Café Grumpy, a string of eight coffee shops across New York City (and one location that just opened up in Miami), was one of Square’s beta partners back when they first launched a counter service point of sale system. Before that, the business used a legacy register system, according to operations manager Shaak Shatursun.
Shatursun has seen tip averages on Square’s system go up “a little” over time, which he credits not only to the technology but also to the fact that the coffee industry has gotten more hospitality-oriented. “It’s more associated with not just a cup of caffeine, there’s more of a service element to it,” he explained. Currently, Café Grumpy starts employees at a base wage of $13 an hour and they typically make $6 an hour in tips, although exact averages vary by location.

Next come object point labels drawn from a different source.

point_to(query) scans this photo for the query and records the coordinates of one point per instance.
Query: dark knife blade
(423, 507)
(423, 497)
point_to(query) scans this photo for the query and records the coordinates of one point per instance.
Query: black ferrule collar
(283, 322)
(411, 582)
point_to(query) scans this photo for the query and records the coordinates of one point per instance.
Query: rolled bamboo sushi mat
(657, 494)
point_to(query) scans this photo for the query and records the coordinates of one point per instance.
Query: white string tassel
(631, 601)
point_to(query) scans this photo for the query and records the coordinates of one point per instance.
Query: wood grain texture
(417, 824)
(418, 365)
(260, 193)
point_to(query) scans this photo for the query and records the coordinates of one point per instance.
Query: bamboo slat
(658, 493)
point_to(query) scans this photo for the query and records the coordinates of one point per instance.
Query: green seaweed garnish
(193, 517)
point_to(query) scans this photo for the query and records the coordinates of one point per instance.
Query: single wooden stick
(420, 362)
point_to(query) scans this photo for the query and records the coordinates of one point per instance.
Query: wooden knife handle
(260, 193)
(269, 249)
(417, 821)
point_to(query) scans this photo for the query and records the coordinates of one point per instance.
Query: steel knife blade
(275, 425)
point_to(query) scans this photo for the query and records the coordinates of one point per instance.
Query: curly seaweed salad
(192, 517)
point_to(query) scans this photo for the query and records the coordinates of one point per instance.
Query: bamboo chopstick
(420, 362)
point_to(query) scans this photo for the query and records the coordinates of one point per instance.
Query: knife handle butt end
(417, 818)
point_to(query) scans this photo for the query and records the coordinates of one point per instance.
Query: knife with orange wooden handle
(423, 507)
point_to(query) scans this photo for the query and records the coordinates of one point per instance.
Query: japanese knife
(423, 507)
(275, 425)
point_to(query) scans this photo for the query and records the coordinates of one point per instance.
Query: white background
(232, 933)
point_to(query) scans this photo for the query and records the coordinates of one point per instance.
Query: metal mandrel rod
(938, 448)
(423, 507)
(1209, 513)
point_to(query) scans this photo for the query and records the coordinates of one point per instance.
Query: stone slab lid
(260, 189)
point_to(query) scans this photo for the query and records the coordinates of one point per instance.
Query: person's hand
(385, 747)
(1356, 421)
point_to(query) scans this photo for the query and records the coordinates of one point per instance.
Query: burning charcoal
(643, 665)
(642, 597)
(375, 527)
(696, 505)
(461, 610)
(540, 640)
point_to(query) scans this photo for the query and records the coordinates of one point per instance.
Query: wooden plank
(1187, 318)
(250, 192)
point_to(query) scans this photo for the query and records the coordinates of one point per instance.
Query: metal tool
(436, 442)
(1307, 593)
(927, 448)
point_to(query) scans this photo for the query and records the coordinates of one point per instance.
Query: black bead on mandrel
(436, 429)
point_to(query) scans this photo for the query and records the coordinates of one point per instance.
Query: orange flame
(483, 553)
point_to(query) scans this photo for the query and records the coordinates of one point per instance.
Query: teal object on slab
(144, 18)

“We do our best to make sure that no one feels guilted into it,” Shatursun added. “Tipping is the customer’s option, it’s their choice. In our business, while it’s great for our staff to receive tips, if it doesn’t happen, it doesn’t happen.”
Not a One-Size-Fits-All Answer
At Fluff Bake Bar in Houston, Texas, owner and chef Rebecca Masson pays her six employees starting wages of anywhere between $9.50 to $11 an hour, depending on experience. (The minimum wage in Texas is the same as the federal minimum wage, $7.25 an hour.) Each employee makes an extra $4 to $5 an hour in tips.
Masson estimates that 90 percent of her regular customers leave a tip, usually in the dollar range. “Across the board, my employees average 12 percent of the sales in tips,” Masson said. “I think it’s pretty good. And you don’t have everyone tipping, and by all means that is each customer’s prerogative.”
But when it comes to decreasing turnover, Masson said that retaining staff in the current job market in Houston has gotten so difficult that Fluff Bake Bar’s tip averages don’t make a substantial difference in convincing new employees to stick around.
“I don’t think it’s made a difference in keeping staff,” Masson said. “You could pay someone $16 an hour and they will still leave you.”